Mr Rostow's ideas matched the mood of the Kennedy administration. It fitted with liberal notions of ending poverty at home and devising a welfareish state. Kennedy declared the 1960s the “decade of development”, and Mr Rostow was allowed to try out his ideas.

He became particularly concerned with South-East Asia. South Vietnam was getting American aid, and prospering. But it was being undermined by guerrillas infiltrating from communist North Vietnam. If the South fell, Mr Rostow feared that a series of countries would topple like dominoes into the communist grasp: Cambodia, Thailand, Malaysia and Singapore. His remedy was that the United States should use force to rid South Vietnam of guerrillas to allow the country to continue to develop successfully. It was this policy, seemingly carefully thought-out, that dragged America deeper and deeper into what came to be called the Vietnam war.

* In the Financial Times, John Micklethwait and Adrian Wooldridge (here) ask whether the joint-stock company has been a blessing or a curse.
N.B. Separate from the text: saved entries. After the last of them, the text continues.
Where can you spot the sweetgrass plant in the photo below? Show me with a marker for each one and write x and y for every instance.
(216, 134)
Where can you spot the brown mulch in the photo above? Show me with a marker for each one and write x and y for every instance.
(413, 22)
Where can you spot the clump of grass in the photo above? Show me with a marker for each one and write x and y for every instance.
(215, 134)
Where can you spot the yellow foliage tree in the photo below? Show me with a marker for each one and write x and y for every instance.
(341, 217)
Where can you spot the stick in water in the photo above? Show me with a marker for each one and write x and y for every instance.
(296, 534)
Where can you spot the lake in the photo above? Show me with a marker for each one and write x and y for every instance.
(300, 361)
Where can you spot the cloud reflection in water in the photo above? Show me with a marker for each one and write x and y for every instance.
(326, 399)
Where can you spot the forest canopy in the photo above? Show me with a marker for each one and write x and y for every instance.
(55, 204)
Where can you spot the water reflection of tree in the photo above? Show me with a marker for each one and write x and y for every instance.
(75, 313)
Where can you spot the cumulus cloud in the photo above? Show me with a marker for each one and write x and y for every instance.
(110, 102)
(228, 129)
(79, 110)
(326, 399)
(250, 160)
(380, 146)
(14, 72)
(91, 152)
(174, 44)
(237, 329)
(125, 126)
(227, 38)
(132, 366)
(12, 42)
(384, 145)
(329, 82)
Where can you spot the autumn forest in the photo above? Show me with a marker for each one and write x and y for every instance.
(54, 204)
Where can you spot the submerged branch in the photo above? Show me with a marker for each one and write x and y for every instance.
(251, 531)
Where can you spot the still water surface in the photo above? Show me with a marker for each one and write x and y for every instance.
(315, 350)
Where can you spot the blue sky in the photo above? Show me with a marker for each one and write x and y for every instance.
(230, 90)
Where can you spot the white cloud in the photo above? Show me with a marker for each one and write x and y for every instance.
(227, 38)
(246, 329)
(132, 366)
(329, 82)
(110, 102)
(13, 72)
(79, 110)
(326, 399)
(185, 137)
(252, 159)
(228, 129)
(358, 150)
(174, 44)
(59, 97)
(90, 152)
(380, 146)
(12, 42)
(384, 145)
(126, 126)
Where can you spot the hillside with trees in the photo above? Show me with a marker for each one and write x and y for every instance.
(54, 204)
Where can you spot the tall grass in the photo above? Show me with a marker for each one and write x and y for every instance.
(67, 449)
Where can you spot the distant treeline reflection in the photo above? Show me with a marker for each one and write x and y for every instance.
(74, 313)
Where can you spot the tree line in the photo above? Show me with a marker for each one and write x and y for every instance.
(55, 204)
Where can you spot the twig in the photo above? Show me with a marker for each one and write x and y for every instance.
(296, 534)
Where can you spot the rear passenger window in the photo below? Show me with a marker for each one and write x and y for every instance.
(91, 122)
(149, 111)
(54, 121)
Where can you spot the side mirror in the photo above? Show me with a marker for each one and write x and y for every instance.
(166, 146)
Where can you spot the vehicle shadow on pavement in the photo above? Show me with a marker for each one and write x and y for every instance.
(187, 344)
I can't tell whether this piece is an excerpt from a forthcoming book or an appetizer for it.

What is going on? Seen from a broad historical perspective, two things stand out. The first is that the current wave of anger against companies is completely normal – even a healthy thing. The second is that the company’s gainsayers – particularly the anti-global crew – are wrong: the company has been an institution that has changed the world enormously for the better. Indeed, it has been the secret of the west’s success.

* I missed this first time around, but NRO, bless them, has had the inspiration to run it again: Catesby Leigh's review of the WTC proposals, here. Have you read Leigh before? Stuffy and prissy, but also terrific: he makes the humanist/classicist case quite beautifully. Give the man a merit badge for being the anti-Herbert Muschamp.

Are you as amazed as I am by how much high-quality professional writing is available on the Web for free? There's a ton of classy, fresh-from-the-oven stuff out there -- from the Economist, from Newsweek, the Financial Times, the New York Times, the Telegraph, and so many other outfits. Can this really make financial sense for these organizations? And can they really go on handing their goodies out for nothing?

Well, might as well enjoy the pickings while they're good and free.